# B-25 Mitchell question



## Astrocat (Sep 4, 2005)

Recently I've been collecting reference together to build a B-25, parked up, possibly with maintenance being carried out on one of the engines. 

I notice that in almost all the photos of B-25s on the ground with their engines stopped, the props are always in a 'Y' position - with one blade facing vertically down to the ground, the other two into the air. Is there any mechanical or technical reason for this, or is it pure coincidence that they've all stopped in this position?
If for instance, I built my engines with one blade pointing skyward, and the other two facing the ground, is someone going to come along and tell me I've got it wrong and they'd never be like that?......

Does anyone know?

Thanks,

Keith


----------



## StarCruiser (Sep 28, 1999)

There's no known reason - and that's not always the way the blades sit at rest... Check this link out for lots 'o pics:

http://squiz63.tripod.com/photos.htm


----------



## Astrocat (Sep 4, 2005)

StarCruiser said:


> There's no known reason - and that's not always the way the blades sit at rest... Check this link out for lots 'o pics:
> 
> http://squiz63.tripod.com/photos.htm


Thanks StarCruiser, great link. - there's some nice images on there!

That puts my mind at ease 
It occurred to me that perhaps the crews often put the props in that position so there's less to bump into when walking around the aircraft?... Just a thought.


----------



## scotpens (Sep 6, 2003)

Astrocat said:


> It occurred to me that perhaps the crews often put the props in that position so there's less to bump into when walking around the aircraft?... Just a thought.


Or because the props looked nice and symmetrical in photos, like setting the hands of a watch or clock at 8:20 in an advertisement.


----------



## Ace Airspeed (May 16, 2010)

One of my coworkers is a mechanic on a B-25 - and a Corsair, Spitfire, Jug, and Mustang. I'll ask him tomorrow.


----------



## Ace Airspeed (May 16, 2010)

According to my A&P coworker, the blades are set up like a "Y" for safety reasons - to keep folks from running into the prop blades. That said, it is a sound safety practice to never, ever walk through the prop plane - a habit that will serve you well when the blades are turning. Treat every prop like the mags are hot - don't handle them. Always walk around the prop.


----------



## Astrocat (Sep 4, 2005)

Ace Airspeed said:


> According to my A&P coworker, the blades are set up like a "Y" for safety reasons - to keep folks from running into the prop blades. That said, it is a sound safety practice to never, ever walk through the prop plane - a habit that will serve you well when the blades are turning. Treat every prop like the mags are hot - don't handle them.
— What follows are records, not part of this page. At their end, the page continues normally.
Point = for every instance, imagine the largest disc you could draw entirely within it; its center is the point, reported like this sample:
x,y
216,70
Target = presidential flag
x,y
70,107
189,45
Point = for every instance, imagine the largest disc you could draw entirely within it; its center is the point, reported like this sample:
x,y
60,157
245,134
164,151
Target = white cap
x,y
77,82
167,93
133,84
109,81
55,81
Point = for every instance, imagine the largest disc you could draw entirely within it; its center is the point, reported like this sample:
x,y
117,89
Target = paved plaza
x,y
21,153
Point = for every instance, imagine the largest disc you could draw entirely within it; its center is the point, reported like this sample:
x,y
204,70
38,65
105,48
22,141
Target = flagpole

Always walk around the prop.


Ah, that explains it - thanks Ace Airspeed!


----------



## jim81147 (Mar 27, 2006)

I would propose another possibility . I know that at a few airports in my area that the fuelers put the props in a specific position after they fuel up the planes . Saves on having to climb in to see if you have been fueled up or not.


----------



## Ace Airspeed (May 16, 2010)

jim81147 said:


> I would propose another possibility . I know that at a few airports in my area that the fuelers put the props in a specific position after they fuel up the planes . Saves on having to climb in to see if you have been fueled up or not.


Hand turning a prop without checking the magneto position is an invitation to disaster. As a pilot myself, I lock the airplane up and take my keys with me when I leave it, so chances are the mags are off...................but not if the switch is shorted, and this has been known to happen. I would not want anyone in my cockpit when I'm not at the aircraft. I always visually check fuel levels in the tanks and security of the cap before I climb into the airplane.


----------